Test Automation with Selenium & Cucumber
Selenium is making huge strides in becoming the most preferred automated testing tool of choice for DevOps. Although you may require a degree of technical skills to set up and manage Selenium, it is one of the most effective methods to automate testing on web browsers. Selenium integrates with other apps and tools to customize and streamline testing processes. But more recently, there has been a lot of hype around cucumber test automation.
Selenium Cucumber test automation is fast becoming a popular combination for the web application automation framework. While Selenium is primarily used for regression and functional testing, the Cucumber automation framework allows you to write easy test cases that are executed by Selenium on different browsers.
Whether you want to manage your QA or are looking to implement new tools in-house, understanding the fundamentals behind different test automation framework will arm you with the knowledge to make informed decisions.
Introduction to Cucumber
Cucumber test automation supports BDD (Behavior Driven Development), which is a technique where you write test cases in simple English sentences regardless of technical ability. Anyone will be able to understand the test case requirements when written in Cucumber with Gherkin.

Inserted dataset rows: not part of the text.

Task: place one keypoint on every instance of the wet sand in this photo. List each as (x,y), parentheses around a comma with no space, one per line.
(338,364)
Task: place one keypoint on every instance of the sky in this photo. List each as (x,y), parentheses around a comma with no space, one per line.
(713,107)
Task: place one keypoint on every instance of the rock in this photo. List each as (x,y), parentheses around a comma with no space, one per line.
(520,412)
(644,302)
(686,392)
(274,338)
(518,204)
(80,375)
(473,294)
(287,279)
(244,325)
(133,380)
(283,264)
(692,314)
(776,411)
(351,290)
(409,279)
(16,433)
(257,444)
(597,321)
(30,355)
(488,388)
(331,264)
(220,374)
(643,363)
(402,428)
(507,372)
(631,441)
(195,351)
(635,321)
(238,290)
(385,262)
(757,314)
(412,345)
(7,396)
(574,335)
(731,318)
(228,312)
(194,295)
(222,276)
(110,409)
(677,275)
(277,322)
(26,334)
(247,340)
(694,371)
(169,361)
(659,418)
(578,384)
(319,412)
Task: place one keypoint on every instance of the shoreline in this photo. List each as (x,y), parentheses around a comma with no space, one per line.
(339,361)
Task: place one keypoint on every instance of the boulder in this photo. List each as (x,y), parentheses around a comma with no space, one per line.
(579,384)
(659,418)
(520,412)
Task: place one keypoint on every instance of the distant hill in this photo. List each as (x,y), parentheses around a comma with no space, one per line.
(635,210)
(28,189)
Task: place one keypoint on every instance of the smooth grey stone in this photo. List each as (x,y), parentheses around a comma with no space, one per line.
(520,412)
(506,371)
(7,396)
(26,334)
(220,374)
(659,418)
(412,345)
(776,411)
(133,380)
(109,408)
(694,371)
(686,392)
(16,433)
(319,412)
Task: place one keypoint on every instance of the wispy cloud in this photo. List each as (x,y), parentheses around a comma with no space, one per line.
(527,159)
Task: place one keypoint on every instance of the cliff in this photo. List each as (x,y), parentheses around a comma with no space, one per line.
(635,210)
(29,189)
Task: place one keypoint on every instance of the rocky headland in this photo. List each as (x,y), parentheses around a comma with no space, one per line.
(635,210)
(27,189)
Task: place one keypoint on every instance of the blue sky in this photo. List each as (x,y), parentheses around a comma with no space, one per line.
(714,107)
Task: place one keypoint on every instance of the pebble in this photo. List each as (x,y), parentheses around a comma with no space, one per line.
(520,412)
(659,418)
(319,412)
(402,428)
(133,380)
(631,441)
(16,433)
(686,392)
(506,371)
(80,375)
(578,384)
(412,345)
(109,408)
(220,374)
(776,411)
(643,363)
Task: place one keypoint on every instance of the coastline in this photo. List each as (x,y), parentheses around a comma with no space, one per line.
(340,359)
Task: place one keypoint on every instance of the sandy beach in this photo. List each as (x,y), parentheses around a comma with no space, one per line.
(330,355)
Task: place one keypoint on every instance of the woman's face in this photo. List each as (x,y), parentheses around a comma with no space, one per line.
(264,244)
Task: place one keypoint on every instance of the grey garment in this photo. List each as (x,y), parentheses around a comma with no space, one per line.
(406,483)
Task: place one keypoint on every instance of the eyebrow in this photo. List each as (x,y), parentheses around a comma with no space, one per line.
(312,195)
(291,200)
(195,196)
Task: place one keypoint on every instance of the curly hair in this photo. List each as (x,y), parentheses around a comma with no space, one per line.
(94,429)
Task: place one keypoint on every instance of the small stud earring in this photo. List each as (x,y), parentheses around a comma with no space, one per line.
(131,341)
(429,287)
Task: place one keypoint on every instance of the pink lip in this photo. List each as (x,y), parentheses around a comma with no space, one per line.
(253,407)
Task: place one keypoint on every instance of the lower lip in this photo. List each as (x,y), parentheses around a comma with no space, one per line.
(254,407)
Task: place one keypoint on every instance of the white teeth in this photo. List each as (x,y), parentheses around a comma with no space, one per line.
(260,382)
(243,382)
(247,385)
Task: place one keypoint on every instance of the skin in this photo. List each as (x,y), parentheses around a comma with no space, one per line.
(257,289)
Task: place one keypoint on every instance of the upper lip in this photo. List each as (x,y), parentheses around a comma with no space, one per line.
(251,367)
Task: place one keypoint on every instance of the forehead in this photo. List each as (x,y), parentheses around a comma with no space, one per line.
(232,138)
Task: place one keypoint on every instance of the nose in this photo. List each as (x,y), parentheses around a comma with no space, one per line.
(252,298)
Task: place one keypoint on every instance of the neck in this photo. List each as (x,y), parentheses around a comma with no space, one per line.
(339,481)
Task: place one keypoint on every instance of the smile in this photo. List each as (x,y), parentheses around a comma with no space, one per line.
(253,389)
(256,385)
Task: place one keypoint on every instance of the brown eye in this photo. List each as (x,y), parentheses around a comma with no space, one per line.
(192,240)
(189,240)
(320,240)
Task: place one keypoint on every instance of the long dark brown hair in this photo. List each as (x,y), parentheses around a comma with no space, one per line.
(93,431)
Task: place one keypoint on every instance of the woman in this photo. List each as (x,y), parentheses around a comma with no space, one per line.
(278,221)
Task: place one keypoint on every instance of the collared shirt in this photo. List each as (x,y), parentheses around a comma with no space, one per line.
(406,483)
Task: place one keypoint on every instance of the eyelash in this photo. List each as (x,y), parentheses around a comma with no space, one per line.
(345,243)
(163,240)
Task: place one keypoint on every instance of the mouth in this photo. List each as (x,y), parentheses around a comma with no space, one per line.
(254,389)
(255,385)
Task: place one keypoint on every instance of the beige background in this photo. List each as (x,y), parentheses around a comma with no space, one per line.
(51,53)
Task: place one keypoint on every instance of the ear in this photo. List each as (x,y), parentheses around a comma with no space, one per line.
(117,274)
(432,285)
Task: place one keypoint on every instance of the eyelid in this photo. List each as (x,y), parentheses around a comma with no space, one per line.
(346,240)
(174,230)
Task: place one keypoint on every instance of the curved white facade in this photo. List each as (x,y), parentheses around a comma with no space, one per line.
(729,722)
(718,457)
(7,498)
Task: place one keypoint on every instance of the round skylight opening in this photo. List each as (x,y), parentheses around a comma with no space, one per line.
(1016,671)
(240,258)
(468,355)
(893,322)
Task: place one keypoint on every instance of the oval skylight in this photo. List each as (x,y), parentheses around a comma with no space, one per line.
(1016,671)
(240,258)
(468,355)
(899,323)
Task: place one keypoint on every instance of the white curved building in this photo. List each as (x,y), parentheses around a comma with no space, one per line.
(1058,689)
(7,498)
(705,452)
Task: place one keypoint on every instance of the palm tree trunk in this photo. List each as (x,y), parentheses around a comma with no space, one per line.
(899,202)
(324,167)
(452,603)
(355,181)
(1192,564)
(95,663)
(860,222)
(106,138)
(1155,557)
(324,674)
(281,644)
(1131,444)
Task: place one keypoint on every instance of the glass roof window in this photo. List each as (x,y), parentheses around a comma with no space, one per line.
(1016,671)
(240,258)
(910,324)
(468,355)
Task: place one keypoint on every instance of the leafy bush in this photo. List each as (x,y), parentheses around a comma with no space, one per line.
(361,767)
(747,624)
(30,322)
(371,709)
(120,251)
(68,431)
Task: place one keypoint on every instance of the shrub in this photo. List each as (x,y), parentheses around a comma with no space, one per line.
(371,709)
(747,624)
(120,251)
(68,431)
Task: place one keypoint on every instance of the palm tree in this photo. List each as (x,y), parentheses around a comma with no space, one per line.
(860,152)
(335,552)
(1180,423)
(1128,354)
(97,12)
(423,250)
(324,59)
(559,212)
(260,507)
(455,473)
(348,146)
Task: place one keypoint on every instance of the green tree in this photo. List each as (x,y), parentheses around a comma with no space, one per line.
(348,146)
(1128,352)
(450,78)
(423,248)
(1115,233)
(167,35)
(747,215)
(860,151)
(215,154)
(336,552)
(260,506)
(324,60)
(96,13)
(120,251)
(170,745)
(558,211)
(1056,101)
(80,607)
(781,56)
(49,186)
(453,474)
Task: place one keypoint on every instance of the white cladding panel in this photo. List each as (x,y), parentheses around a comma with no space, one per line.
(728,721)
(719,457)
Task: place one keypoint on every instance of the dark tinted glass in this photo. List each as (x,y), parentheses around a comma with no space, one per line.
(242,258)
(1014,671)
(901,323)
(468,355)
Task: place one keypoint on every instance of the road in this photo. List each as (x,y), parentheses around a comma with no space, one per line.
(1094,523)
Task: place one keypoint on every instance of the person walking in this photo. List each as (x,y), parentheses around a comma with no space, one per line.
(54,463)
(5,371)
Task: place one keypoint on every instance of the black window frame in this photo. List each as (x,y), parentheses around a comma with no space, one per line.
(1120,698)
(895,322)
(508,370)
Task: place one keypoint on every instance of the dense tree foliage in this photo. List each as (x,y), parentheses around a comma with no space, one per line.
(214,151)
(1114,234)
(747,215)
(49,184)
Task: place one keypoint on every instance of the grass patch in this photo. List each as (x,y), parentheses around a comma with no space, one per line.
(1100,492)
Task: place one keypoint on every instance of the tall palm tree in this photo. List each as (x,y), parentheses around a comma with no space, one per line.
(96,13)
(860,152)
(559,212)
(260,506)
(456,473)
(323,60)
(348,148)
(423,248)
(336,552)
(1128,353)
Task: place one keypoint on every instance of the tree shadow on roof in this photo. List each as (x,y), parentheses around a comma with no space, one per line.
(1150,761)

The Cucumber automation framework incorporates explaining the application’s behavior using the Gherkin language. Gherkin uses a simple syntax and supports multiple programming languages like Python, Ruby, Java, etc., so you can use any language you are familiar with. The Cucumber test automation not only integrates with Selenium but other web-based testing tools like Watir and Ruby on Rails. Cucumber is open-source and is free to install and download.
What is Behavior Driven Development (BDD)?
It’s easy to read and understand application flow with Cucumber. With BDD, the test scenarios are created before the code is developed. This clears the user’s perspective taking the behavior of the system and what they want to achieve with the application.
Cucumber builds an integral link between business analysts and non-technical development resources. Anyone who understands the application’s logic does not need coding experience to write test cases and can contribute to the test processes.
Why Cucumber and Selenium?
The Cucumber automation framework in Selenium allow to run automated acceptance tests built in a BDD format. One of its best features is you can interpret plain text descriptions.
Cucumber Selenium testing is run using the tests written in Feature Files, which are easy to understand and non-technical. So, Selenium is actually the testing framework and Cucumber is the BDD tool to test at the UI layer.
A basic Cucumber test case example is testing a login page based on the below-mentioned actions:
1. Given you are on the login page
2. When you enter valid credentials
3. Then you should see your account
With expertise differing between team members Cucumber can leverage skills. Regardless of whether a person is technical or non-technical, every person in the team can still participate in developing automation tests based on business logic and workflow to create objects and calls and define data sources.
Setting up test cases in Selenium requires more programming knowledge while with Cucumber anyone who can read English write a test case for the web application interface. Selenium is an open-source automation testing framework built on Java. It interacts with the web browser interpreting the test instructions from Cucumber.
CUCUMBER | SELENIUM |
---|---|
1. It is a behavior-driven development tool. | 1.It is a functional and automation test tool. |
2. It is an open-source BDD tool. | 2. It is an open-source testing tool. |
3. Plugins work faster in Cucumber. | 3. Plugins work slower than Cucumber. |
4. Cucumber includes testers, developer, Business Analyst, Product Owner to write/review the test case scenarios. | 4. Selenium also includes both testers and developers to write automation steps. |
5. Cucumber testing is less reliable as compared to Selenium. | 5. Selenium makes testing more reliable and dependable. |
6. Cucumber is used to test only web applications. | 6. Selenium is also used to test only web applications. |
7. Cucumber automation framework supports many languages like Groovy, Java, Scala, etc. Beyond Ruby. | 7. Selenium also supports many languages like .Net, Java, etc. |
Summary,
Automation testing has become essential in reducing repetitive and manual tasks and maintaining software quality. As Selenium offers security, performance, and usability, QA testing companies choose Selenium taking advantage of software testing.
BDD is getting more attention to test important user scenarios with more business input. It supports communication between development and business so everyone has a shared understanding of what needs to be developed.